Then, 960 Tesla M2090 GPUs based on Nvidia’s Fermi architecture will be added.
In the second phase, which is scheduled for 2012, Oak Ridge will add up to 18,000 more Tesla GPUs based on Fermi’s successor, code-named “Kepler.”
You can get more information on the Titan here.
Snags, Snafus and Scuttlebutt
Work on upgrading Oak Ridge’s supercomputer might run into some problems.
Shipment of the AMD “Interlagos” processors to be used in the upgrade has been delayed, Cray stated. The effect of this delay is not yet clear.

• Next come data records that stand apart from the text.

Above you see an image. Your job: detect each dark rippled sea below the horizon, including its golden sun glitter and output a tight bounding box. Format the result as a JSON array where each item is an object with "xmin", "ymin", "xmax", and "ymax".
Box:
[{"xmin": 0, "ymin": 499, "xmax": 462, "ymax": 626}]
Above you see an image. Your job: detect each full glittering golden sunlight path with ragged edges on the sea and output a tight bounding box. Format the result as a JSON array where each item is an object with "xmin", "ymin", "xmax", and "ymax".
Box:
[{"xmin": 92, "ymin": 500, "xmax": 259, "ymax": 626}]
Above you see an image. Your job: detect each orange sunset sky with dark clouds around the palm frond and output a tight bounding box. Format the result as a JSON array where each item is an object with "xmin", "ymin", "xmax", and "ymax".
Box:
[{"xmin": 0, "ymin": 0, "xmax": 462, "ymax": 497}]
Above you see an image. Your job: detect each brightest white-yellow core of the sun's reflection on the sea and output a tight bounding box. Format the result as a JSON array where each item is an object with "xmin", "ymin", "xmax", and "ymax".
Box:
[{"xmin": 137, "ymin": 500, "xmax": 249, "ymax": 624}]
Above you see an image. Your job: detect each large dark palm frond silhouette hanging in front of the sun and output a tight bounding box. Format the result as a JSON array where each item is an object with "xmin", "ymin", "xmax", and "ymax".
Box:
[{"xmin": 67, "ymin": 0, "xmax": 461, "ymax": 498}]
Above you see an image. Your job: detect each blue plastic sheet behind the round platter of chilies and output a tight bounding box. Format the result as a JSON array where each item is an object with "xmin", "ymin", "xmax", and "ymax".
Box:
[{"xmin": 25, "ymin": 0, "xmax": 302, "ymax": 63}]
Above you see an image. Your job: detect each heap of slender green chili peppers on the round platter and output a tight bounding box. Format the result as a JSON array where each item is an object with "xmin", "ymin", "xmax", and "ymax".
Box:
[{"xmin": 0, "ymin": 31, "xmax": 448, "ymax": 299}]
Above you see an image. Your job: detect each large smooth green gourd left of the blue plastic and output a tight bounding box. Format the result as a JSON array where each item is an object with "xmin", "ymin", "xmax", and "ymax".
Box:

Also, there have been reports that Nvidia’s “Kepler” architecture, which is the successor to “Fermi,” has been pushed back from this year to 2012.
“Kepler products for Tesla servers are on schedule as planned for 2012,” Sumit Gupta, manager of Tesla business at Nvidia, told TechNewsWorld. “We have not yet disclosed when in 2012 these products will ship, however.”
Fighting to Be First
Currently, the fastest supercomputer is Japan’s Fujitsu K computer, which is claimed to be more powerful than the combined strength of the next five supercomputers below it on the list of the world’s top 10.
The Fujitsu K is claimed to be three times faster than China’s Tianhe 1A, which took the top spot in 2010, beating out the Jaguar. The Tianhe 1A is also powered by Nvidia processors.
Three of the five fastest supercomputers in the world are located in Asia, according to a list of the world’s top 500 supercomputers. Two are in Japan — the Fujitsu K and the Tsubame 2.0 — and the other two are China’s Tianhe 1A and Nebulae-Dawning.
Oak Ridge’s Jaguar is third on the list after the Tianhe 1A.
Are nations in a race to top each other in computer power? Is there any practical use to making ever-faster supercomputers?
“The real race is for better science, which leads to innovation and competitive advantage,” Nvidia’s Gupta remarked. “Supercomputers are a tool in this race for faster, more complex simulations that lead to more discoveries and better understanding of physical phenomena.”